The Studio Responsible For Almost Every Terrible 2024 Movie
2024 has certainly been a bizarre year for the world of cinema at large. On the one hand, you have multiple critically acclaimed box office smashes such as Deadpool & Wolverine, Inside Out 2, and Dune: Part Two, accounting for billions in combined profits. On the other hand, however, there have been a number of high-budget flops, both critically and commercially, including Borderlands, The Crow, and Francis Ford Coppola’s Megalopolis. Personally, I hadn’t made the connection to all these movie missteps until recently, when I came to realize that the studio Lionsgate is responsible for churning out nearly every terrible movie of the year thus far.
Lionsgate Is Churning Out Flop After Flop
A recent write-up in Variety sought to uncover the source of Lionsgate’s terrible luck at the box office, in the hopes of locating some magical through-line that connects films like Never Let Go, White Bird, and The Killer’s Game.
Needless to say, there’s no easy answer as to how Lionsgate wound up being at the center of all these flops, save for poor decision making skills from the execs behind the wheel. Even still, Lionsgate has been particularly bad this year, even amongst other studios such as Warner Bros, which have picked up a nasty habit of shelving completed movies in favor of marking them as tax write-offs.
Lionsgate’s terrible movie streak isn’t just a funny observation from a consumer standpoint either, as the consecutive failures of seven recent blockbuster attempts from the studio may say something bigger about the state of the industry.
What Went Wrong?
Hollywood is of course still recovering from the combined strikes of the WGA and SAG-AFTRA unions which raged on throughout a large chunk of 2023, meaning many of the films released this year were interrupted during production, placed on hold for months on end, or rushed to be completed during the early months of this year.
This, combined with the increased focus on artificial intelligence in modern media, has led many executives to believe that they can cut out the passionate creatives, and produce films that exist as something of a camel-by-committee.
Obviously, such a plan is destined to fail, as audiences have proven time and time again that AI has no place in writing, acting, or any other deeply human creative processes.
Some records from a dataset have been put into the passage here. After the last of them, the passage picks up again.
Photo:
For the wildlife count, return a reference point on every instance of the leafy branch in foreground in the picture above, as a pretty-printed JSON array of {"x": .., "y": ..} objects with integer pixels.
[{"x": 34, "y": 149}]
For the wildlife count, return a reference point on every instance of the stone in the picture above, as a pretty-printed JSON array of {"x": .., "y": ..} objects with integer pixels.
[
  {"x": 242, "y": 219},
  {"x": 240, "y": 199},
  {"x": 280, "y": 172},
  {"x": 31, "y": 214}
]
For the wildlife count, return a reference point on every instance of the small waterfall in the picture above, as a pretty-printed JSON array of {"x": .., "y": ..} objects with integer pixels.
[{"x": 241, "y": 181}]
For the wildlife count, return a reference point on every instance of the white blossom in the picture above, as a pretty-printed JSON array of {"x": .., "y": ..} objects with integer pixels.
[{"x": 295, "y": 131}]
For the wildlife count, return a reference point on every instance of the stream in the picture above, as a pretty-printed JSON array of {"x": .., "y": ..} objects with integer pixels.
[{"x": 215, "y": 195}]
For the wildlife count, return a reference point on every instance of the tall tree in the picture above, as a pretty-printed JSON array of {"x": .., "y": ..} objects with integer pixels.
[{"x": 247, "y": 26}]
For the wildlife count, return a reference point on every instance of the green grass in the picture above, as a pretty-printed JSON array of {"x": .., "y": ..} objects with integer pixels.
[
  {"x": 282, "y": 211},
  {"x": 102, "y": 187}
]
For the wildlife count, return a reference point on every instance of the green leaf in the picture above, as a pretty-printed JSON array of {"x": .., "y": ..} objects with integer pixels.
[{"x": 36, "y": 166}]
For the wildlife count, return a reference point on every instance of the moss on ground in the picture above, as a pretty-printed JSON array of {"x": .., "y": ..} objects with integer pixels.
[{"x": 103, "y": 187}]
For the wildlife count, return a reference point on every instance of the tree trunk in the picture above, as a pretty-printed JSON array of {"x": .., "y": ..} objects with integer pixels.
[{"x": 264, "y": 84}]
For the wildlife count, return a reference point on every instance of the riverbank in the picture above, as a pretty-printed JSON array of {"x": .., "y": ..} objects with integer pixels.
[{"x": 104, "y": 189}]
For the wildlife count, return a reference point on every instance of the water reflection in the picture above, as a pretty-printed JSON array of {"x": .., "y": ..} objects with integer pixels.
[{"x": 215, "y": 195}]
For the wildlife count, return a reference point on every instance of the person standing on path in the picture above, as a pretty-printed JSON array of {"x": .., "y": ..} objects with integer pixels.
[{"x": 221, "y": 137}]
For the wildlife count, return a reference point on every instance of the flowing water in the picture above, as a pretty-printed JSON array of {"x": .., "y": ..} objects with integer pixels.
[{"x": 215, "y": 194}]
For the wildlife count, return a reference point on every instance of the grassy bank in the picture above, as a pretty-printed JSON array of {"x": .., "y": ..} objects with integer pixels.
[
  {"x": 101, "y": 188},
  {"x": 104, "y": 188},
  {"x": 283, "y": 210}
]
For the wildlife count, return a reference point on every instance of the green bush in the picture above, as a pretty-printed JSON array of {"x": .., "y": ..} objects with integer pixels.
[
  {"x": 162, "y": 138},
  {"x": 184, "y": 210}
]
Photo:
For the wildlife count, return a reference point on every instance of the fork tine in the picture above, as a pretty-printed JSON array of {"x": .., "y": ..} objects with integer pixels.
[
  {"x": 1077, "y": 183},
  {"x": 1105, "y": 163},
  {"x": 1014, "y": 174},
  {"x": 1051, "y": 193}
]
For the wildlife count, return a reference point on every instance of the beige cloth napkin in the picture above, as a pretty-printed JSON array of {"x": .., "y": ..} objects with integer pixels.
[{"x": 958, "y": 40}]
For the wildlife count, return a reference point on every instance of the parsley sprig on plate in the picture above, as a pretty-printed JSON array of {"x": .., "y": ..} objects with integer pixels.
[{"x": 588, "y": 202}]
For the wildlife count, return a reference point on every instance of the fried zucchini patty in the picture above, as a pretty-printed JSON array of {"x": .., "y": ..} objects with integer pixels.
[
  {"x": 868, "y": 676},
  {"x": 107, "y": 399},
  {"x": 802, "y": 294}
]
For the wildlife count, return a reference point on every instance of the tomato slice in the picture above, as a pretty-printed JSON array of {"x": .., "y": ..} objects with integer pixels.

While this doesn’t apply only to Lionsgate, the constant inability of Hollywood’s top executives to spot what makes a terrible movie before it hits the box office is an alarming sign of worse things to come.
Lionsgate’s Most Recent Bombs
How is it possible that fans from around the globe could tell that Eli Roth’s take on Borderlands was going to be a complete train wreck from the moment it landed in theaters, but Lionsgate execs couldn’t predict their losses? Even when Lionsgate tried to be careful, they completely ate it, like with the release of Coppola’s positively terrible new movie Megalopolis, which languished in development hell for nearly 40 years, and ran up a production bill of over $120 million.
Is this a case of Lionsgate decision-makers being asleep at the wheel, or did somebody actually review footage of Adam Driver demanding his partner “go back to the cluuuuub” and think “Oh yeah, we’ve got a hit on our hands with this one.”
Megalopolis may actually be a poor example, as Lionsgate is actually on pace to make money from the film, even with its terrible box office scores. This is because the studio is known to purchase the distribution rights to completed or funded films, meaning they put very little front-end investment into many of their projects. Perhaps Lionsgate can still turn things around in 2025 and beyond, before they fall so low that their projects are listed amongst bargain-bin creations from The Asylum.